Apalagi dengan rampungnya pembangunan Bandara Internasional Sultan Hasanuddin, Makassar semakin memantapkan posisinya sebagai pusat pertumbuhan di bagian timur Indonesia. Dengan populasi penduduk hanya satu juta jiwa, pertumbuhan sektor properti di Makassar memang fenomenal. Hal ini terlihat dari lonjakan harga tanah yang melambung tinggi. Bahkan, kini ada lokasi yang harga tanahnya sudah menyentuh angka Rp. 8 juta per meter persegi.
Properti yang akan berkembang di Kota Makassar adalah perumahan, toko, kantor, dan perhotelan. Misalnya untuk perumahan, dukungan program kerja REI Sulawesi Selatan yang akan menyediakan rumah murah secara konsorsium hingga 5.000 unit diharapkan bisa tercapai di 2012. Sehingga geliat bisnis properti bisa semakin meningkat.
Pertumbuhan properti khususnya rumah di Makassar cukup besar. Itu bisa dilihat dari realisasi kredit kepemilikan rumah (KPR). Tahun 2010, total kredit yang disalurkan BRI KPR sebanyak Rp. 542 miliar. Pada Oktober 2011, realisasinya sudah sebanyak Rp.702 miliar. Rumah yang dibiayai jenisnya beragam. Mulai dari kelas bawah yakni Rp.100 juta ke bawah, hingga kelas menengah yakni Rp.100 juta hingga Rp.500 juta. Dari segi persentase, pembiayaan rumah kelas bawah sebesar 15% dari total pembiayaan tahun 2010 dan 2011. Sedangkan kelas menengah cukup besar yakni 75%, sisanya adalah jenis mewah. Peningkatan KPR tak hanya terjadi di BRI saja. Di BCA, KPRnya meningkat 50% per Juni 2011. Pada semester I/2010, realisasi pencairan kredit baru hanya Rp.99 miliar. Sementara pada semester I/2011 meningkat menjadi Rp.150 miliar.

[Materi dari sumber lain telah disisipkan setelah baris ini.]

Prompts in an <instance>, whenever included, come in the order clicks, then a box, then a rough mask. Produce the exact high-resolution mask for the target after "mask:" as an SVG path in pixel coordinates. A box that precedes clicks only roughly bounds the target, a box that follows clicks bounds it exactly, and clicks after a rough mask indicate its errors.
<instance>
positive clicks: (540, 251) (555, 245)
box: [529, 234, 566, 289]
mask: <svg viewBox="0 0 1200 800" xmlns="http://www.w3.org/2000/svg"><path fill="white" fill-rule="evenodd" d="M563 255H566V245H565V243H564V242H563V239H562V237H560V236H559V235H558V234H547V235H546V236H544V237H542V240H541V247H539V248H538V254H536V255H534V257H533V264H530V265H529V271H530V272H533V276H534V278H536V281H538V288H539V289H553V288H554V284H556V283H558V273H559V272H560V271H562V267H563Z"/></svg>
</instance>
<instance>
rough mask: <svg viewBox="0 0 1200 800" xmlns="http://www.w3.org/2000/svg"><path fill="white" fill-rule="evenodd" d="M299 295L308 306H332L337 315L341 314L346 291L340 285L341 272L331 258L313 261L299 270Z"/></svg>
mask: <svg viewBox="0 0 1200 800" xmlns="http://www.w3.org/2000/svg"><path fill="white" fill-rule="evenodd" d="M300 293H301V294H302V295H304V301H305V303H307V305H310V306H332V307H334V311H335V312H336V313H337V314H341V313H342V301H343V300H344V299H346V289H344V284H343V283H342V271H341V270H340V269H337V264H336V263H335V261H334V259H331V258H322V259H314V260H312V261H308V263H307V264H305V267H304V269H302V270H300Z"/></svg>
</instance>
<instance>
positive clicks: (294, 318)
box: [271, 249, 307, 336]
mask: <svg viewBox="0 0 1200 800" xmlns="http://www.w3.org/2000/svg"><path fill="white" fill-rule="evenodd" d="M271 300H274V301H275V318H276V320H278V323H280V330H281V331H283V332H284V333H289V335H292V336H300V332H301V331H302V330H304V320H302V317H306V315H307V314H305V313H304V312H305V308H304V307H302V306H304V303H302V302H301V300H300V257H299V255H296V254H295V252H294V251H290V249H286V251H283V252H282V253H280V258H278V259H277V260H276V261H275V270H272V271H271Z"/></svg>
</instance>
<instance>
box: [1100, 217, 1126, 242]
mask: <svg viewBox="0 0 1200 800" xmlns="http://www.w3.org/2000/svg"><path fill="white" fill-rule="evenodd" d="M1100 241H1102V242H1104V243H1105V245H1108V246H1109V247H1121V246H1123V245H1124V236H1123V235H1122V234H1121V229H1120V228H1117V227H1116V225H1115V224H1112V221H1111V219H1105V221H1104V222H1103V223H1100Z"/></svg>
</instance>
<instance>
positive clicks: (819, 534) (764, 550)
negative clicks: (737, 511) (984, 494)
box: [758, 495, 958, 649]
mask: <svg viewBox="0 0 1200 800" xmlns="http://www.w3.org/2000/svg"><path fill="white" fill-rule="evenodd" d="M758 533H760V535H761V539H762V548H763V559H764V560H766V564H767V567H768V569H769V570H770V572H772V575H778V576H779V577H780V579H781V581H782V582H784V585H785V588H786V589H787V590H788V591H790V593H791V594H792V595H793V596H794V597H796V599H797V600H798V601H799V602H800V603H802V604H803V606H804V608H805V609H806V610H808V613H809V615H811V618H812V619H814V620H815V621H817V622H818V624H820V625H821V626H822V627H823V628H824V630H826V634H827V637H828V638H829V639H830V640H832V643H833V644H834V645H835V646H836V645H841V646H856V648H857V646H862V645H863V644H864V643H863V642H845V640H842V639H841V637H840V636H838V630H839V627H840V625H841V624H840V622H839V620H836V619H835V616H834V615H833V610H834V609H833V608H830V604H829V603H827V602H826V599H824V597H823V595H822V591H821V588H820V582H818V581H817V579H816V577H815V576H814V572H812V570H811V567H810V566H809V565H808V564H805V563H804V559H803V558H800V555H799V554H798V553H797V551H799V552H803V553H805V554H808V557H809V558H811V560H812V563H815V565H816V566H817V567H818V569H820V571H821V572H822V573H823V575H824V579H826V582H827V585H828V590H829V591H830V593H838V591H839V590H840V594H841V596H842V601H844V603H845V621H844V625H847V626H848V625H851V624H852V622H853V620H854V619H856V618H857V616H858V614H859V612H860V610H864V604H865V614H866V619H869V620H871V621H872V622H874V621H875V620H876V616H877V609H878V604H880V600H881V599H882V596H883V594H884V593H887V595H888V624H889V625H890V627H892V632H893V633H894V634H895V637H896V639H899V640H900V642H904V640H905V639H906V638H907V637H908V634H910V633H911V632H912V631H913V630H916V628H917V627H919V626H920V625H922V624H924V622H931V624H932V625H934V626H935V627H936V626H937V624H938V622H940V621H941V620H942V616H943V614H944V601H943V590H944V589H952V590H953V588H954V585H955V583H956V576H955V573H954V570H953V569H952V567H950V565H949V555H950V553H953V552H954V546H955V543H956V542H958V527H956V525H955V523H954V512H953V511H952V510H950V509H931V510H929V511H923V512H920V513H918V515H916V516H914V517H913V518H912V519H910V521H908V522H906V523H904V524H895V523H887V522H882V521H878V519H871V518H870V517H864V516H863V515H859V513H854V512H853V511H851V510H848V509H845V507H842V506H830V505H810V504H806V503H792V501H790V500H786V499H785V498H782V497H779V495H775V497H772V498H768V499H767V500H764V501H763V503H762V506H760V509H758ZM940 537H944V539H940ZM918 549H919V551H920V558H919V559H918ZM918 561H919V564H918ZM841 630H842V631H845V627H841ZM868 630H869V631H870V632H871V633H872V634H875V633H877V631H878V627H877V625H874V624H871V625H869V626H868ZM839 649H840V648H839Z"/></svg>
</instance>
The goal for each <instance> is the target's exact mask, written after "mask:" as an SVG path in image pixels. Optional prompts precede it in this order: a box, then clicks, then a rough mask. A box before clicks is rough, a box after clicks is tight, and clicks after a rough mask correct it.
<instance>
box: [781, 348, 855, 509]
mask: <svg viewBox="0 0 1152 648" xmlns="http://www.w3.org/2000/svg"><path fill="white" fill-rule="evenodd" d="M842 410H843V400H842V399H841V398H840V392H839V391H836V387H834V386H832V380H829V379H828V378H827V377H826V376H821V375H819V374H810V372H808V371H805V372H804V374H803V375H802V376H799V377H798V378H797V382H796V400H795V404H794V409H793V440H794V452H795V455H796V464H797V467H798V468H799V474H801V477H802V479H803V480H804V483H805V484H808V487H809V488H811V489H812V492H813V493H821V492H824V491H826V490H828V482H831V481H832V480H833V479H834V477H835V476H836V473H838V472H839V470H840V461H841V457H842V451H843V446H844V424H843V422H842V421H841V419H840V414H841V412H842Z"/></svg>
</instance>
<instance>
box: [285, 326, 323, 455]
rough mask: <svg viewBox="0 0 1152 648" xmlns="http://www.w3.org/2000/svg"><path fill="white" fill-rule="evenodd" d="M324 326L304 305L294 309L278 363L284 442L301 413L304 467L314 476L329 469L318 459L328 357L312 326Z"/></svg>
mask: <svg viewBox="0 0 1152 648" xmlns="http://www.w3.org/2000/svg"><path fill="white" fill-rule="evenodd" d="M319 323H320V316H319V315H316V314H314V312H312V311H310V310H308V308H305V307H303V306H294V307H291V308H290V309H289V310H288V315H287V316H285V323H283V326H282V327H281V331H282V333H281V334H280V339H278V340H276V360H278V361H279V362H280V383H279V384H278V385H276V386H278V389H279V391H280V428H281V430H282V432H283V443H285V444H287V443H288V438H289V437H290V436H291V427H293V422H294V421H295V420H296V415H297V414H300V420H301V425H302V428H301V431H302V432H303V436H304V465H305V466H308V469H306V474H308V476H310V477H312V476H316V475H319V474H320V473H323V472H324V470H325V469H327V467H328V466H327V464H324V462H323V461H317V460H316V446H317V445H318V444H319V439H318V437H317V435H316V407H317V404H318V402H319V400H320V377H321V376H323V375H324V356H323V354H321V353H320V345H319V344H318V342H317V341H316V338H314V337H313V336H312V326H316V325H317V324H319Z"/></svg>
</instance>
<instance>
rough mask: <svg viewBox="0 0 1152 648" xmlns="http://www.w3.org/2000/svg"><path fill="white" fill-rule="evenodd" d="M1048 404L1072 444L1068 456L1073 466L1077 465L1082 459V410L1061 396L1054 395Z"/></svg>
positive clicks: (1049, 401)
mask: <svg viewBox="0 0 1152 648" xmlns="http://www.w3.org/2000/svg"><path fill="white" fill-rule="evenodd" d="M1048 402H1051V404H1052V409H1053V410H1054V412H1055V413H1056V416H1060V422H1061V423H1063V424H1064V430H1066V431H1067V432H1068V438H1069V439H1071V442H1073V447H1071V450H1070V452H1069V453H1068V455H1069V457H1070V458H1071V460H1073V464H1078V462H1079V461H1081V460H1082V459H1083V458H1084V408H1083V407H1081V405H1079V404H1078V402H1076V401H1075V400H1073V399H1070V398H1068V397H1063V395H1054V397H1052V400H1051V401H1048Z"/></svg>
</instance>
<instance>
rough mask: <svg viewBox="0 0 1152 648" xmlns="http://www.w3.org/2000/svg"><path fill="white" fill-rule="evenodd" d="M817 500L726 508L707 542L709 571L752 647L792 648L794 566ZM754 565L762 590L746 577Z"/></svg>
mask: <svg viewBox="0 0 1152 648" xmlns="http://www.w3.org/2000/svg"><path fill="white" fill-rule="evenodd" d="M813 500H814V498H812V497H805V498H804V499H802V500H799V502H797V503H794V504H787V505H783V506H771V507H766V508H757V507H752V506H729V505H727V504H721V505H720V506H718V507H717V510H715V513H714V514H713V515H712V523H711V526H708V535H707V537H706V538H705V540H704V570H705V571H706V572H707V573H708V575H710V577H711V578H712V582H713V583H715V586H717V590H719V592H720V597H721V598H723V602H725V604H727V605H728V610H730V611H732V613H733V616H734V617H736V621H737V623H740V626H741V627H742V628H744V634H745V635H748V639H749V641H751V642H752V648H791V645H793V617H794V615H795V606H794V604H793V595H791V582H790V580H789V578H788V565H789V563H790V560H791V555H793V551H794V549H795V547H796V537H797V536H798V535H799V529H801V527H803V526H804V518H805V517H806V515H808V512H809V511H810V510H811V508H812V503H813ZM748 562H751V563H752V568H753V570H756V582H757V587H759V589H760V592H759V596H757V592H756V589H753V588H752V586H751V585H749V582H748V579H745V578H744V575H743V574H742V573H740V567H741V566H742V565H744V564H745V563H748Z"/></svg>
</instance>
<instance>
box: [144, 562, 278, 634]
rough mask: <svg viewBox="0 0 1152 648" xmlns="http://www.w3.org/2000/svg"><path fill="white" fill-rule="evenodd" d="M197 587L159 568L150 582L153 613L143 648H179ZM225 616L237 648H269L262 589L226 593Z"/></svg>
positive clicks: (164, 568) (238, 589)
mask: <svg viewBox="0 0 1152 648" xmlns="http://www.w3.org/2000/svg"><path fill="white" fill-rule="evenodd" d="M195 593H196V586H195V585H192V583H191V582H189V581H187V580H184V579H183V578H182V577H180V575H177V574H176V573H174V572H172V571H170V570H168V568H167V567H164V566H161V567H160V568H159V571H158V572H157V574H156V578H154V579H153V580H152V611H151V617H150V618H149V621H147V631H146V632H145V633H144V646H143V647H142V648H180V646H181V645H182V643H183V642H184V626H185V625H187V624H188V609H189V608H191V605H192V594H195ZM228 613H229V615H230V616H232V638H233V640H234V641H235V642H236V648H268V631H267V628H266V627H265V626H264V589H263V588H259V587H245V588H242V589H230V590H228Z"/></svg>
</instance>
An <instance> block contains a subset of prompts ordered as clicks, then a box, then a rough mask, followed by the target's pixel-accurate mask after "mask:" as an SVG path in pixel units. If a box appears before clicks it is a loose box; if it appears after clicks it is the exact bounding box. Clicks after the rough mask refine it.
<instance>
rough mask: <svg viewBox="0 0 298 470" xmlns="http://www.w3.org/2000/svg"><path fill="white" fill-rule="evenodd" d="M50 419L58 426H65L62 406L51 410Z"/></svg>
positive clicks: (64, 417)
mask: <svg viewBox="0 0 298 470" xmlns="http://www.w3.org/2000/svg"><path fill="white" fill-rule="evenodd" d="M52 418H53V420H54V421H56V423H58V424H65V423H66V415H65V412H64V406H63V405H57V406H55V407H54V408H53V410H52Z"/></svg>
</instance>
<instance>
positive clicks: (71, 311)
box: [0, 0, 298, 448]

Sektor perumahan merupakan sektor yang paling padat modal dan memerlukan pendanaan yang cukup besar dalam jangka panjang. Mengetahui faktor-faktor yang berpengaruh terhadap investasi sektor perumahan sangat penting sebelum melakukan investasi, karena dapat digunakan oleh pemerintah maupun pengembang perumahan dalam menjaga kelangsungan pertumbuhan sektor tersebut dan menjaga stabilitas perekonomian.
Berdasarkan uraian latar belakang tersebut maka diangkatlah judul “Determinan Investasi Pada Sektor Perumahan Di Kota Makassar Periode 2000 - 2010.